YOUR GUIDE TO THE TWIN CITIES

Monday was a day of firsts in Minneapolis, with the opening of the city's first coal-fired pizzeria and first sake brewpub.
Pizza first. The chef stoking the oven at Black Sheep is Jordan Smith. "The hardest part is getting it lit; that's kind of tricky," he said with a laugh. "When the coal is burning properly, you get this amazing, steady heat, the best I've ever used for making pizzas."
Smith know his stuff, having been at the helm of Mission American Kitchen and Azur as well as a ton of D'Amico & Sons launches. In their garden-level shop (the former D'Allesantros Italian Market & Deli), Smith and his crew are pulling 12- and 16-inch pies out of that oven. Crisp, nicely browned crusts are topped with combinations such as clam-garlic, mushroom-mozzarella-rosemary, house-made fennel sausage-onion-green olive and a basic tomato-oregano. Prices range from $8 to $14 for smaller pies, $15 to $24 for larger ones, and additional ingredients (salt-packed anchovies, roasted bell peppers) are an extra $2 to $4.
Smith makes room on his tightly focused menu for a few non-pizza items: several simple appetizers and salads ($7 to $9) and ice cream sandwiches ($5) for dessert. Beer and wine options are similarly slim but affordable. In short, just the kind of casual hangout the North Loop neighborhood has needed to feel, well, more like a neighborhood.
Meanwhile, over in Lyn-Lake at moti-i, Blake Richardson is taking his passion for brewing -- he's the guy behind the lagers at the neighboring Herkimer -- where no other Minnesotan has gone before: into the sake business (moto is Japanese for "yeast starter").
Two minutes after we slipped into our roomy booth (spare and dark, the place looks nothing like its predecessor, Machu Picchu), our server announced that she was giving us her "Sake 101" course, and she meant it.
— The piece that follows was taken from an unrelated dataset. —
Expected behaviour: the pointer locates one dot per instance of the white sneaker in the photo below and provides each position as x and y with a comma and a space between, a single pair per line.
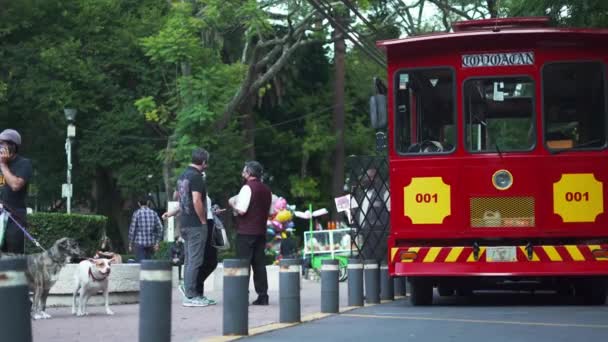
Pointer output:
194, 302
Her enthusiastic discourse introduced us to junmai, sokujo, genshu and a host of other words that would have gone in one ear and out the other -- luckily, there was no pop quiz -- were it not for the handy cheat-sheet placemats. Richardson is currently brewing three sakes with more on the way, and wisely encourages his customers to taste-test with a flight option. Coming soon: sake sold by the bottle.
The kitchen turns out several dozen Japanese bar staples for vegetarians and meat-eaters alike: steamed buns filled with hoisin-glazed pork, steamed dumplings, grilled meat and vegetable skewers, house-cured kim chee and rice and noodle dishes. Top price is $10, with many falling in the $3 to $4 range.